The Permian Basin took the brunt of the domestic rig losses for the week ending Friday (March 1), but one rig was added to the U.S natural gas patch to bring the tally to 195, 14 more than a year ago, Baker Hughes, a GE Company (BHGE), reported.

The loss of 10 domestic oil rigs overall, including seven in the Permian, reduced the oil rig count to 843, still 43 more than a year ago.

The total U.S. rig count stood at 1,038 for the week, versus 981 a year ago, according to BHGE data. Nearly all of the domestic rigs are land-based at 1,015, with one in inland waters and 22 at work in the Gulf of Mexico.

As of Friday, Canada had three more gas rigs at work to end at 71, versus 91 a year earlier, while the oil count fell by four to 140. A year ago, Canada was running 211 oil rigs.

The North American rig count overall ended the week at 1,249, down from 1,283 a year ago. Of the overall count, 911 rigs are horizontals, with 67 directional and 60 vertical.

There were minute gains, with the Barnett Shale in North Texas doubling its rig count with the addition of one rig, and in the Haynesville Shale, which added one rig to total 58.

The Permian, which straddles West Texas and southeastern New Mexico, lost the most rigs, but the total was still overwhelming any other area of North America at 466, which is higher than a year ago, when 434 rigs were in operation.

Losing one rig each were the Denver-Julesburg/Niobrara and Williston basins, as well as the Mississippian Lime. In all other regions, the rig count was flat week/week.

There were only two states gaining rigs overall last week, with California up three to 15, and Louisiana, which added one rig to bring its count to 65.

Given that the Permian lost the most rigs for the week, it may have not been a surprise that Texas also came out on the losing end in the count, with five rigs overall dropped in state territory to end at 503, versus 483 for the same period a year ago.

Oklahoma, which lost two rigs for the week, stood at 115 total from 124 a year ago.

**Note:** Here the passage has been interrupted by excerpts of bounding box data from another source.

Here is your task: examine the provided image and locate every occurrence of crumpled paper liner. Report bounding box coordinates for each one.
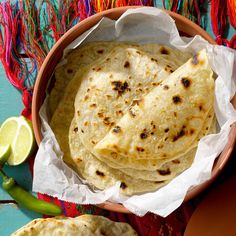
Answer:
[33,7,236,217]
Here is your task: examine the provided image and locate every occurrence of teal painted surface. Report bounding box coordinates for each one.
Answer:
[0,204,41,236]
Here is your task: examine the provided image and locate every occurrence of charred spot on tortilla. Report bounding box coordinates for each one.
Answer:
[124,61,130,68]
[116,110,124,116]
[106,94,112,99]
[157,168,171,175]
[129,107,136,117]
[198,105,203,111]
[97,49,104,54]
[173,128,185,142]
[171,159,180,164]
[84,95,89,101]
[151,57,158,63]
[172,95,182,104]
[190,129,195,135]
[90,103,97,107]
[120,182,128,189]
[112,125,121,134]
[191,54,200,66]
[67,68,74,74]
[75,157,82,163]
[111,152,118,159]
[98,112,104,118]
[160,47,169,55]
[131,98,144,107]
[136,147,145,152]
[96,170,105,177]
[140,130,148,139]
[111,81,130,96]
[84,121,89,126]
[100,229,107,236]
[181,77,191,88]
[103,117,111,125]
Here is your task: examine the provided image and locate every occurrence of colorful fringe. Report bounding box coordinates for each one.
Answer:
[0,0,236,118]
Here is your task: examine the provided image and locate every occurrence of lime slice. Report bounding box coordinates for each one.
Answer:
[0,116,35,166]
[0,144,11,165]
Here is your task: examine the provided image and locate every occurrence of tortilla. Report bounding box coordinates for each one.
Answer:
[95,50,214,163]
[12,215,137,236]
[49,42,126,115]
[69,117,168,195]
[75,43,189,157]
[49,43,214,195]
[92,108,216,171]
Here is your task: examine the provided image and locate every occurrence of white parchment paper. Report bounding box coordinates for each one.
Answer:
[33,7,236,217]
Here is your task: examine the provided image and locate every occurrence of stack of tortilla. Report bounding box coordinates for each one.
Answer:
[12,215,137,236]
[49,42,215,195]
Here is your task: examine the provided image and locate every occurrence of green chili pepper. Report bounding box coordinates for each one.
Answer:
[0,170,62,216]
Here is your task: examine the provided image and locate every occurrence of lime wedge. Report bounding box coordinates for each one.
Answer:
[0,116,35,166]
[0,144,11,165]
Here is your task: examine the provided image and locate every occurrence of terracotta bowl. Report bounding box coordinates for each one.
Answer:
[32,7,236,213]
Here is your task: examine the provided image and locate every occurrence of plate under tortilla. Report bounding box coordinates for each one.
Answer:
[184,176,236,236]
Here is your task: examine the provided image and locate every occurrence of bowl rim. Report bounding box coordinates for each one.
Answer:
[32,6,236,213]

Alaska also dropped two rigs to stand at 11, exactly where it was last year. Also losing one rig each were New Mexico, North Dakota and Wyoming.

Drilling down, NGI’s rig count data for other U.S. basins showed only one true gainer for the week, California, whose rig count ended at 15, a 25% increase week/week. The Tuscaloosa Marine Shale dropped one rig to end at one, while the San Juan Basin was down one rig to end at two.

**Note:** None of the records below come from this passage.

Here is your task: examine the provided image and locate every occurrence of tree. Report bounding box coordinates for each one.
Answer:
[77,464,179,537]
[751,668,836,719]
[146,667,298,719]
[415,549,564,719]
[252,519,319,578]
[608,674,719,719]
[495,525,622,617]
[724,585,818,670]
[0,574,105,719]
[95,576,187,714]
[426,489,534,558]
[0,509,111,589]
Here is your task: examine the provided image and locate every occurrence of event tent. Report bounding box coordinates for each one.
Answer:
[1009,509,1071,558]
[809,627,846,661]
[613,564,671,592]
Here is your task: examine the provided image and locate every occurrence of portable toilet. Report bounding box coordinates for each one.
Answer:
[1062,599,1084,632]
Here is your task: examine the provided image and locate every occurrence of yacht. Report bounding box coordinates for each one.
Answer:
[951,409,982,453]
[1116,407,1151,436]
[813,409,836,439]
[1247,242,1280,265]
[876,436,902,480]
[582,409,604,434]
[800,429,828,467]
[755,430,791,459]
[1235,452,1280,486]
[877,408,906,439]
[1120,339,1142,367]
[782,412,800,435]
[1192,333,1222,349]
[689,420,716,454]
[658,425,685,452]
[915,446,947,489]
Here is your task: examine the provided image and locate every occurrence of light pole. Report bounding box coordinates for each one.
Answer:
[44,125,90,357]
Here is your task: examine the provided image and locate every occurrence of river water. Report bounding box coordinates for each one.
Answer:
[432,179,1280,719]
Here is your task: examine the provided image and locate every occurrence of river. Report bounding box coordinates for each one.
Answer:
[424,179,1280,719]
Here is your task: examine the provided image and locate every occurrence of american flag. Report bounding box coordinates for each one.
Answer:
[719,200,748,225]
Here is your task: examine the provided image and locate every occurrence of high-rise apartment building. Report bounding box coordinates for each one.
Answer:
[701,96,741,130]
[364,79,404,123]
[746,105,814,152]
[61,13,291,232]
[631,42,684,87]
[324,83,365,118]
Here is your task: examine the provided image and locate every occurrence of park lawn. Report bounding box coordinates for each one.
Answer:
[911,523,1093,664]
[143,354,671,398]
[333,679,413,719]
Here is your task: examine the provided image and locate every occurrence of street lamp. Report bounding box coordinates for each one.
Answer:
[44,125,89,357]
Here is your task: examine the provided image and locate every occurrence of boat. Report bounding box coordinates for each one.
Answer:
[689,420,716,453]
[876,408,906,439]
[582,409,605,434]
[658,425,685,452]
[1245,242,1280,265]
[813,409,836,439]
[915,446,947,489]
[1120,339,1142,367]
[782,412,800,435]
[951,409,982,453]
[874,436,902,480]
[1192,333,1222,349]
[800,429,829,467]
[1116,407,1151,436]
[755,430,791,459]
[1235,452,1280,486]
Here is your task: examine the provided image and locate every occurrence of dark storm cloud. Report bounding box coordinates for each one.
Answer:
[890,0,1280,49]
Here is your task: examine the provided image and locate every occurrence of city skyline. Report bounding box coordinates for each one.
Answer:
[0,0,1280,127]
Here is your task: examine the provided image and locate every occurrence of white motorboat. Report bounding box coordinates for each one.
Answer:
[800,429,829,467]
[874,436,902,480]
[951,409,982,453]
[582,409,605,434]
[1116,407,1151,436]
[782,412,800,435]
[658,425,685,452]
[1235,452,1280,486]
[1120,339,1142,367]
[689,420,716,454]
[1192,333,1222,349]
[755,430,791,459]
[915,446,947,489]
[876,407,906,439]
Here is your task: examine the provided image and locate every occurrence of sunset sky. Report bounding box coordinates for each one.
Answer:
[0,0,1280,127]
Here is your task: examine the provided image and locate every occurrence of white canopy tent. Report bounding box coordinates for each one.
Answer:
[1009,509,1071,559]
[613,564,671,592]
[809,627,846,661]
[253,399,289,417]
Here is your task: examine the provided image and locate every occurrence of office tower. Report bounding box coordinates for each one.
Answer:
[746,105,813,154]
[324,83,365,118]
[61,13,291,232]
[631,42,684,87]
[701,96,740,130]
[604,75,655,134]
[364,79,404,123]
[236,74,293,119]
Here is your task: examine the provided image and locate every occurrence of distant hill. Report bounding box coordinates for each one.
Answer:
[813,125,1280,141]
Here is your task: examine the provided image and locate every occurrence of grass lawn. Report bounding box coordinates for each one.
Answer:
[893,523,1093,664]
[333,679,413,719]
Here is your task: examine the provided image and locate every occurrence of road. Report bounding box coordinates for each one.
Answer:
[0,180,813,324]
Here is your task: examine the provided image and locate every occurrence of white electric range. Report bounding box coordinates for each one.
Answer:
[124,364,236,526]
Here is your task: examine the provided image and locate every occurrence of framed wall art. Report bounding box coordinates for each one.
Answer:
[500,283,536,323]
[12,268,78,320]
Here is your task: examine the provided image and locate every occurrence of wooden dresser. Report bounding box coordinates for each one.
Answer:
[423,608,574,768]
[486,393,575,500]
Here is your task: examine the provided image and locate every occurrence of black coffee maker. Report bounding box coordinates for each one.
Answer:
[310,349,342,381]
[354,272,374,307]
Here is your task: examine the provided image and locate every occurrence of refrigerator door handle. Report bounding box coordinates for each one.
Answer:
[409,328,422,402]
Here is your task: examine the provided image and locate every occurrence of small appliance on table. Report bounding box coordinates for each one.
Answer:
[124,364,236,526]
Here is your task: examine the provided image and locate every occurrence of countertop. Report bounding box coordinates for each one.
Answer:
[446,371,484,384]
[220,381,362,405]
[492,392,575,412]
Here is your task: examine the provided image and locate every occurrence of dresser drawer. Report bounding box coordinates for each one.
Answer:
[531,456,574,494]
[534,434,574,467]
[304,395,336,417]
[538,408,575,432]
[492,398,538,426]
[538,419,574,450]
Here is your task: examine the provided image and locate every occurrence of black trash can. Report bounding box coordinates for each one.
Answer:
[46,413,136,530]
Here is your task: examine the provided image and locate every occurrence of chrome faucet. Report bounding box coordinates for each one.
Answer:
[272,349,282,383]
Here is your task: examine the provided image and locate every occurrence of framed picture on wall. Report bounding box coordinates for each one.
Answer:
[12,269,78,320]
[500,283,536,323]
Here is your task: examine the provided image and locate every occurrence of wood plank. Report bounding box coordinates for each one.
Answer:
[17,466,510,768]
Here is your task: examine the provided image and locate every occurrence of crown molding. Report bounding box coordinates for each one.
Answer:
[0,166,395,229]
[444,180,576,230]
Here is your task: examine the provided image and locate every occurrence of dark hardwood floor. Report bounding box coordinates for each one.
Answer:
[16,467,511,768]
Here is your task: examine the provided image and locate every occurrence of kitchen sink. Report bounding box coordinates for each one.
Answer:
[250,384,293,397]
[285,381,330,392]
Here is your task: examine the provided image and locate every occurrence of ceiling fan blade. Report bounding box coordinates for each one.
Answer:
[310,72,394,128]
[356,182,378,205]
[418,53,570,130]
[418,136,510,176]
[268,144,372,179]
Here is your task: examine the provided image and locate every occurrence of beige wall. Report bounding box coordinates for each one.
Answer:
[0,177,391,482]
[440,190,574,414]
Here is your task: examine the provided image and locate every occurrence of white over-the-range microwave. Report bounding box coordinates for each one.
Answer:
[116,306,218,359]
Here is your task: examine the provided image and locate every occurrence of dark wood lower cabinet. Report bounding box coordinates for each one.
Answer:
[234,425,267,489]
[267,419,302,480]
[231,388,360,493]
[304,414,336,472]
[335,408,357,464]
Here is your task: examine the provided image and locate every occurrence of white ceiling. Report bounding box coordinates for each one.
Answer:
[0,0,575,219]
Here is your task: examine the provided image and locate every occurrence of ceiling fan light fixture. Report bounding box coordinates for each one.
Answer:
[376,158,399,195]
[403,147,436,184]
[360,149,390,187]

Nabors Industries Ltd., which owns and operates one of the world’s largest land-based drilling rig fleets, as well as offshore rig platforms, reported that in 4Q2018 daily margins in the U.S. drilling segment increased by $700 million from the third quarter as dayrates moved higher in the onshore and Gulf of Mexico activity strengthened.

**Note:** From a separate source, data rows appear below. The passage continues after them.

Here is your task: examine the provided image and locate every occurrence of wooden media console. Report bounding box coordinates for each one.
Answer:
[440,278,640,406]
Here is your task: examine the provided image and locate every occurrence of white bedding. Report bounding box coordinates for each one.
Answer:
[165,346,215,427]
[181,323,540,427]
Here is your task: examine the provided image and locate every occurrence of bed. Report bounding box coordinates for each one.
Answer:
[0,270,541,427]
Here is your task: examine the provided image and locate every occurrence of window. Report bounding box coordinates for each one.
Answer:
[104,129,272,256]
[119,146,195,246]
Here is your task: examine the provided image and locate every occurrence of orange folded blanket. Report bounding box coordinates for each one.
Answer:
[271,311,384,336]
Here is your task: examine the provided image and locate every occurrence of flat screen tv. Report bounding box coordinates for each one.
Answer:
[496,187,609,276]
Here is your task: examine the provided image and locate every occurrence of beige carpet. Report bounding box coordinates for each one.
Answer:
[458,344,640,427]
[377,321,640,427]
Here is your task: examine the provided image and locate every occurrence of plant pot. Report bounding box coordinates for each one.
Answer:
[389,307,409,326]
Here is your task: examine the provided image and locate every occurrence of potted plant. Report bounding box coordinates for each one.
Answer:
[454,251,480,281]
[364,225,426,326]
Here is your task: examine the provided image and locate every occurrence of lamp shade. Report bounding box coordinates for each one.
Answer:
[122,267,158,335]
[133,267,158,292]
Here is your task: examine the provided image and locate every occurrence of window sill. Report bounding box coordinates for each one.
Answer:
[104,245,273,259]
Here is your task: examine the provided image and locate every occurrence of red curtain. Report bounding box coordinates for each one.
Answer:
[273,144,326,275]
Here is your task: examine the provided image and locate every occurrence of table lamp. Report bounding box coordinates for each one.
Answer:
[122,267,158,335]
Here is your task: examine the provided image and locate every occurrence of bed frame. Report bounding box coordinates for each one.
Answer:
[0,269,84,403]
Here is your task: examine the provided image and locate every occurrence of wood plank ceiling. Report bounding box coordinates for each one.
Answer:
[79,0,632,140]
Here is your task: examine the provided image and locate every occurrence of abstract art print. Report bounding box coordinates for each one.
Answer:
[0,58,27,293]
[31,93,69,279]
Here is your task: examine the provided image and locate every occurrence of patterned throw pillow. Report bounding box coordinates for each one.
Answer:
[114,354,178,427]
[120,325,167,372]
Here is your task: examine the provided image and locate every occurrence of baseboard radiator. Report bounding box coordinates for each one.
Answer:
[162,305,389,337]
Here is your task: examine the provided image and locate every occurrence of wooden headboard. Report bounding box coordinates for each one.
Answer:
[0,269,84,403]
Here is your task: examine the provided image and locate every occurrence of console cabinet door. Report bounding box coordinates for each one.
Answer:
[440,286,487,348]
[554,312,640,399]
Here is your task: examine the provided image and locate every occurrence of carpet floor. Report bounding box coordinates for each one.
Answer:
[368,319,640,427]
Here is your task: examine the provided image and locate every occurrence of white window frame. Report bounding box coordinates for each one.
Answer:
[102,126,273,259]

“Rig count in the Lower 48 has held up much better than industry observers expected,” CEO Anthony Petrello said during a quarterly conference call. “Although more operators than usual did not renew expired contracts at the beginning of the year, the rigs were rapidly picked up by other customers…

“Essentially all of our super-spec rigs remain contracted, albeit with some short periods of idle time between contracts. In addition, spot pricing remains firm at the peak levels attained during the fourth quarter.”